O enfraquecimento pelo
governo de Jair Bolsonaro dos órgãos de fiscalização ambiental e defesa de
direitos humanos nos últimos quatro anos, como Instituto Brasileiro do Meio
Ambiente e dos Recursos Naturais (Ibama), Instituto Chico Mendes de Conservação
da Biodiversidade (ICMBio) e Fundação Nacional do Índio (Funai), aponta a CPT,
agravou o cenário. "A ausência do Estado virou um prato cheio para os
criminosos", adiciona.
América Latina violenta
O relatório anual de 2021
mostra que o México foi o país mais letal, com 54 mortes. Segundo o
monitoramento, a violência tem aumentado na região nos últimos anos com
desaparecimentos forçados e chacinas, principalmente vitimando populações
indígenas.
A Colômbia, segunda colocada
do ano passado, registrou 33 assassinatos e se manteve como um dos países mais
violentos do globo na última década. O cenário persiste mesmo depois da
assinatura do acordo de paz com as Forças Revolucionárias da Colômbia, Farc, em
2016, que pôs fim a 50 anos de conflitos.
No Brasil, terceiro no
ranking em 2021, os registros mostram aumento das mortes de 20 para 26 em
relação ao ano anterior.
"A América Latina tem
números assustadores. A região é responsável por três quartos dos números que
compõem o relatório. Isso mostra que é uma região problemática", analisa
Comandulli.
Dentre as hipóteses que
poderiam explicar essa característica, estão o fato de que na região, rica em
recursos naturais, reservas de interesse de grandes empresas estão em terras
indígenas, territórios ocupados por comunidades tradicionais e agricultores
familiares.
"Nós vemos que as
empresas tentam expulsar essas pessoas. Há ainda a corrupção nos países, em que
empresas acabam se beneficiando por desenvolverem vínculos com políticos. E,
claro, a impunidade. Isso manda uma mensagem para os criminosos de que podem
continuar atuando porque não tem punição", comenta Comandulli.

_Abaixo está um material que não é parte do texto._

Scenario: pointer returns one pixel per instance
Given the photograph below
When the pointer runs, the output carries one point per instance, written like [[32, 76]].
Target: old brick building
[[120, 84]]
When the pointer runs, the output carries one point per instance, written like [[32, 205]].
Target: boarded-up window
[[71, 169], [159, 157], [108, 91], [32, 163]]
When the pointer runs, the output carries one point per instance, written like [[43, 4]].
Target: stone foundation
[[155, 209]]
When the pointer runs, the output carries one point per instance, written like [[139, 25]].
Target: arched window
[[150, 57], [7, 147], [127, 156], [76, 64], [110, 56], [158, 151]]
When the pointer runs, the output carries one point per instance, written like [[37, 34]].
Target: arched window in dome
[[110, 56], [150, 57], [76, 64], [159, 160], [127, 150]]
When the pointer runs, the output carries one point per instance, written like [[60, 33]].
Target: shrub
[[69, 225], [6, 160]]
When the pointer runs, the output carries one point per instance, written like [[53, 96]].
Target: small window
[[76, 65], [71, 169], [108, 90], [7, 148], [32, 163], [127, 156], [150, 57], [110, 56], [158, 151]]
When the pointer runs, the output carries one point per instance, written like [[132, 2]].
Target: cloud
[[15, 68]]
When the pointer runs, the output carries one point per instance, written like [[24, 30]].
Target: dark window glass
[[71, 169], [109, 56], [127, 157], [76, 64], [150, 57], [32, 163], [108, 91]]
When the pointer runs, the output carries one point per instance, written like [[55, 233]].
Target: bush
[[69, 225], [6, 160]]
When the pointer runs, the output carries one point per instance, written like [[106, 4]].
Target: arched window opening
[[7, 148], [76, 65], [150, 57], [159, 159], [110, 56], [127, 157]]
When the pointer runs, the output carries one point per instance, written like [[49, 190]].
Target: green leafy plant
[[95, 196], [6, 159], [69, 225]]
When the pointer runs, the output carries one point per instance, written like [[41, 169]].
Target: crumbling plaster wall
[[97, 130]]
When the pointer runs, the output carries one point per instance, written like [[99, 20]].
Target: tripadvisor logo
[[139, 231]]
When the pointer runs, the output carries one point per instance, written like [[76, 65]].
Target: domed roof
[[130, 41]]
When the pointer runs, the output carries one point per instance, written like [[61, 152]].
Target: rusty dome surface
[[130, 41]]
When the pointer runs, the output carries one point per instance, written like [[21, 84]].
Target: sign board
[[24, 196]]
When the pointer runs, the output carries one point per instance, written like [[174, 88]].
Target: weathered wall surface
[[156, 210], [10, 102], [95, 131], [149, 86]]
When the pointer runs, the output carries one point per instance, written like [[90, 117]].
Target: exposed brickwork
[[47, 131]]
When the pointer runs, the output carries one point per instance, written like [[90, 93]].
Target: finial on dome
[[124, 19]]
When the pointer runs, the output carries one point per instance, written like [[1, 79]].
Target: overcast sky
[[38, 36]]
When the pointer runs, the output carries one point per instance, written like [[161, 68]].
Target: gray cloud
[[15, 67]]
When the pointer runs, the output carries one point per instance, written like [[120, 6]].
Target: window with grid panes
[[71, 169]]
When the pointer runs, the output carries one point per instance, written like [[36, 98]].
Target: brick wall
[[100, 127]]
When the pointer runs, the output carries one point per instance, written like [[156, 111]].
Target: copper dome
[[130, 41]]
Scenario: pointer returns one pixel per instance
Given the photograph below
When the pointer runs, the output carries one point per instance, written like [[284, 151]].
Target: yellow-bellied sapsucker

Um levantamento da CPT ainda
em fase de apuração mostra que, desde 1985, dos 1.536 assassinatos no campo
registrados pela entidade, apenas 47 foram a julgamento. Desses, 39 mandantes e
139 executores foram condenados. "A impunidade é um prêmio para executores",
lamenta Costa.
Empresas devem adotar
medidas
Para a Global Witness,
empresas em todo o mundo devem agir para coibir as mortes e ameaças a
defensores do meio ambiente. Dentre as recomendações estão a implementação de
mecanismos que previnam a violação de direitos humanos e ambientais.
"As políticas das
empresa devem incluir explicitamente protocolos para salvaguardar os direitos
dos defensores da terra e do meio ambiente", pontua o relatório.
Nessa direção, um projeto de
lei em discussão na União Europeia (UE) quer que as companhias que atuam no
continente sejam mais rigorosas ao avaliar os impactos de suas atividades nas
pessoas e no planeta. Se aprovada, a legislação exigirá que as empresas operando
na UE identifiquem e previnam tais violações, com possibilidade de elas serem
penalizadas pelos tribunais em caso de descumprimento.